SEORANG penyair dari Bandung, Ahda Imran, menuliskan kabar tak sedap di dinding akun Facebook miliknya. Pertunjukannya, "Monolog Tan Malaka: Saya Rusa Berbulu Merah", dilarang dipentaskan.
Siapa yang melarang? Ini yang menyentak: sekelompok orang mengatasnamakan Front Pembela Islam (FPI).
Alasannya? Tan Malaka adalah komunis dan pertunjukan yang berkaitpaut dengannya adalah upaya untuk membangkitkan kembali komunisme dari liang kuburnya di Indonesia.

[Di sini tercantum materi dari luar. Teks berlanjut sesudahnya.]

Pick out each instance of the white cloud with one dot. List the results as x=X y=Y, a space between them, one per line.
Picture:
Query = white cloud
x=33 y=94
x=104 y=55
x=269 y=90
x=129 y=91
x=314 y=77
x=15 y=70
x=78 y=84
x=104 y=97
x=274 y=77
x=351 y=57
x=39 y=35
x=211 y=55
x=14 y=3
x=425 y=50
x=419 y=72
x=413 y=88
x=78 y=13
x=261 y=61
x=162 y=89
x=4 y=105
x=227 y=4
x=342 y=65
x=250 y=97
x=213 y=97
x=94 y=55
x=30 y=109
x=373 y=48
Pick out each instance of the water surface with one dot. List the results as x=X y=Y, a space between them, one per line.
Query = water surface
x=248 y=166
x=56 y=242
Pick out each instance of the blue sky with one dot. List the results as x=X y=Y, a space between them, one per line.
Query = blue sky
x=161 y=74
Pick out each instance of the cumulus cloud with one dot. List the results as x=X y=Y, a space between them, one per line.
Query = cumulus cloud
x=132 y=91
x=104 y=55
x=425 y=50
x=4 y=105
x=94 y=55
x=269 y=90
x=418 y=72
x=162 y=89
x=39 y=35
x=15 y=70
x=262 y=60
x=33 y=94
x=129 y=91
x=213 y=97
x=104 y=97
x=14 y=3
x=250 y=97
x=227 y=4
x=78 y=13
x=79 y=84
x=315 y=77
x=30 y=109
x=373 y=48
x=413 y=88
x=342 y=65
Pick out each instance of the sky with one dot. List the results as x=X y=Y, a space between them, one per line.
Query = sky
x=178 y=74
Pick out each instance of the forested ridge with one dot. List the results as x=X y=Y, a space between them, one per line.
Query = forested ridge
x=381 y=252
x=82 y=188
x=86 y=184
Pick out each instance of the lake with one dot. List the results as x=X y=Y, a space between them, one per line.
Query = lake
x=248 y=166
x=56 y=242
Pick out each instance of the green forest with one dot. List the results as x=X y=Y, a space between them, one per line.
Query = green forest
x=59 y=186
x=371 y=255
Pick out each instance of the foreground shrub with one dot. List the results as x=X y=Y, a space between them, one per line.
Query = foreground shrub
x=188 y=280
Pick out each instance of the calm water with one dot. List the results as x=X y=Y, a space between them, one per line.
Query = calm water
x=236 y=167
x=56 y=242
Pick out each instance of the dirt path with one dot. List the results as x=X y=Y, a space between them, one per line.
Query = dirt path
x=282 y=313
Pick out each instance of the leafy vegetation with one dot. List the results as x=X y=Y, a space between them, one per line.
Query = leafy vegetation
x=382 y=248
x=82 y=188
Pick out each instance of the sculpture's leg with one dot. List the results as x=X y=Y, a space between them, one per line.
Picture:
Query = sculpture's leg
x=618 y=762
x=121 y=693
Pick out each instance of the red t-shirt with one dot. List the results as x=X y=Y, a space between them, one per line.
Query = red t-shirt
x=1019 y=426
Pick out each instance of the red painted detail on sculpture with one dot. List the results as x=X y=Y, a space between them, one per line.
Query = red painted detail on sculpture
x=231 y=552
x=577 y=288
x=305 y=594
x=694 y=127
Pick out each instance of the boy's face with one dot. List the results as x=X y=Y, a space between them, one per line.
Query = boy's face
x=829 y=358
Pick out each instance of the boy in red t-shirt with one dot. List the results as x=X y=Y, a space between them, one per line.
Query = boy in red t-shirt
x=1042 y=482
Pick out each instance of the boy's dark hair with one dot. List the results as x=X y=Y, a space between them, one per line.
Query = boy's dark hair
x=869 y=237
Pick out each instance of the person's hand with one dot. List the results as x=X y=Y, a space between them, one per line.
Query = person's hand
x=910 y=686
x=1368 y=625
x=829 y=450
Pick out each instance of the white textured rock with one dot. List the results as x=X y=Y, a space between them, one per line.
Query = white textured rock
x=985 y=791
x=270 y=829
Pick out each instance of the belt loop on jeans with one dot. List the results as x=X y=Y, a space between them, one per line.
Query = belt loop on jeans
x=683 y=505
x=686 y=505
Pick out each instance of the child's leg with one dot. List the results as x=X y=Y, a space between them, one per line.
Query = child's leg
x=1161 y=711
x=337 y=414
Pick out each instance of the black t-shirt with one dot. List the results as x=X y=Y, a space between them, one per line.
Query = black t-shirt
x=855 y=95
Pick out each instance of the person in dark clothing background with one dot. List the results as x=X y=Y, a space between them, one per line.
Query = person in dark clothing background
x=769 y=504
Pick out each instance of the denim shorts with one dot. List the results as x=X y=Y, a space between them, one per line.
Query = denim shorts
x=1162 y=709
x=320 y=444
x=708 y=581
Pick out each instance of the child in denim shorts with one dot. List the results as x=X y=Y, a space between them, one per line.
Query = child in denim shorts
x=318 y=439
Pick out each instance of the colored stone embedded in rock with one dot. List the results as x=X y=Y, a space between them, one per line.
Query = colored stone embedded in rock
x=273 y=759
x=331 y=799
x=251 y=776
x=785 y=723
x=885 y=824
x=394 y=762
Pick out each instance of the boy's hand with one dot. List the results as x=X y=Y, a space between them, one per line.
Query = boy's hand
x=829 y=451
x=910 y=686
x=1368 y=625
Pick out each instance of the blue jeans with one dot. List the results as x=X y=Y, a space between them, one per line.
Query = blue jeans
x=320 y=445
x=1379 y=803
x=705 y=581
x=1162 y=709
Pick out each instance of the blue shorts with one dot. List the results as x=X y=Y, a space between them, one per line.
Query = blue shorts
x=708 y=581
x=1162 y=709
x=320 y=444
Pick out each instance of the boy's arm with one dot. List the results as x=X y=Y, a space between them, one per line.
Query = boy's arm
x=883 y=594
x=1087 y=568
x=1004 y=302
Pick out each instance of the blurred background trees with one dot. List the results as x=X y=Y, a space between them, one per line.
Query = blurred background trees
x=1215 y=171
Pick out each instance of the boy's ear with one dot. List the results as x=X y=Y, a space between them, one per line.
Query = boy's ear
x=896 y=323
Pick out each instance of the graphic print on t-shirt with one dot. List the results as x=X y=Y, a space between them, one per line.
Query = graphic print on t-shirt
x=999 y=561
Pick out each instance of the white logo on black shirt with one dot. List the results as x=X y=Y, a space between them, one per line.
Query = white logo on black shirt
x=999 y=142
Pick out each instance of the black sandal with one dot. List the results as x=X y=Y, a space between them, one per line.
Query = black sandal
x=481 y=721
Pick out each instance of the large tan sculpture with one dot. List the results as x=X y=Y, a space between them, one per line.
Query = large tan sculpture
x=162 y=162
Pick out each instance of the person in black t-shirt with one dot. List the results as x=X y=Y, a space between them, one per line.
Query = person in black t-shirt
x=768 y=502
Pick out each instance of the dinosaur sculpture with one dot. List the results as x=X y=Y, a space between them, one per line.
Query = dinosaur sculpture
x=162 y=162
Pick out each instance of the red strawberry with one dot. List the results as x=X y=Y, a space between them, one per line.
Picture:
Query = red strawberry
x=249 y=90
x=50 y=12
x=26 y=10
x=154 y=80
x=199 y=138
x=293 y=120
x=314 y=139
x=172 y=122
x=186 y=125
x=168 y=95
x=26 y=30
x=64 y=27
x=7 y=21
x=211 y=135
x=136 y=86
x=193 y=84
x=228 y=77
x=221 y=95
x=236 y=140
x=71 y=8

Ahda Imran telah menerangkan pada para pemrotes, bahwa monolog ini merupakan karya seni dan tidak ada maksud untuk menyebarluaskan paham komunis, massa bergeming.
"Pokoknya bubar," kata seorang di antara mereka, yang agaknya merupakan juru bicara. "Komunis adalah musuh," teriaknya.
Meski beberapa jam kemudian, lewat media yang sama Ahda Imran menyampaikan bahwa pertunjukannya bisa tetap digelar, atas jaminan penuh dari Wali Kota Bandung Ridwan Kamil, kabar ini tetap menyentak.
Hari ini penanggalan ke 24, bulan Maret, tahun 2016. Setengah abad lebih berjarak dari peristiwa pembunuhan enam jenderal dan satu perwira menengah yang membuat Partai Komunis Indonesia (PKI) hancur lebur dan kemudian dinyatakan terlarang.
Padahal, tidak pernah ada yang tahu pasti, apakah jenderal-jenderal dan perwira itu dibunuh oleh PKI atau pihak lain yang memancing di air keruh, menelikung, untuk memenangkan konspirasi politik tingkat tinggi. Setengah abad lebih dan kebencian dan sekaligus ketakutan itu, ternyata, tetap terpelihara.
Saya, tentu saja, pada awalnya termasuk ke dalam kelompok yang benci sekaligus takut ini. Sebabnya jelas. Generasi saya, generasi yang mengenakan seragam SD sampai SMA sepanjang tahun 1980 sampai awal 1990an, juga generasi di atas saya dan di bawah saya hingga kejatuhan Soeharto di tahun 1998, dicekoki dengan pelajaran dari buku-buku sejarah yang dibuat sesuai keinginan pemerintah. Dan, memang, tidak pernah ada nama Tan Malaka di buku-buku itu. Setidaknya untuk disebutkan sebagai orang-orang penting, seperti Soekarno, Hatta, Sutan Syahrir, Sudirman, dan --tentu saja-- Soeharto.
Setelah meninggalkan PSPB (Pelajaran Sejarah Perjuangan Bangsa) dan buku-buku sejarah lain bikinan Orde Baru yang serba aduhai, lalu beralih ke buku-buku sejarah lain yang sebelumnya dilarang edar karena memilih untuk tidak ngibul, saya jadi tahu bahwa perjuangan ketiga Bung Besar, juga Sudirman, tidak lepas dari pemikiran Tan Malaka.
Pemikiran yang ia tuangkan dalam dua buku yang sebenarnya sungguh-sungguh krusial dalam perjuangan bangsa: "Naar de Republiek Indonesia" (1925) dan "Massa Actie" (1926).
Dua buku ini, sepanjang catatan sejarah yang --sekali lagi-- tidak ngibul, merupakan buku pertama yang bukan saja secara terang-terangan mengedepankan ide kemerdekaan, tapi lebih jauh bentuk negara.
Tan Malaka dilahirkan di Nagari Pandam Gadang, Suliki, Lima Puluh Kota, Sumatera Barat, 2 Juni 1897. Nama lahirnya Ibrahim. Ia keturunan bangsawan Minang dan bergelar Datuk.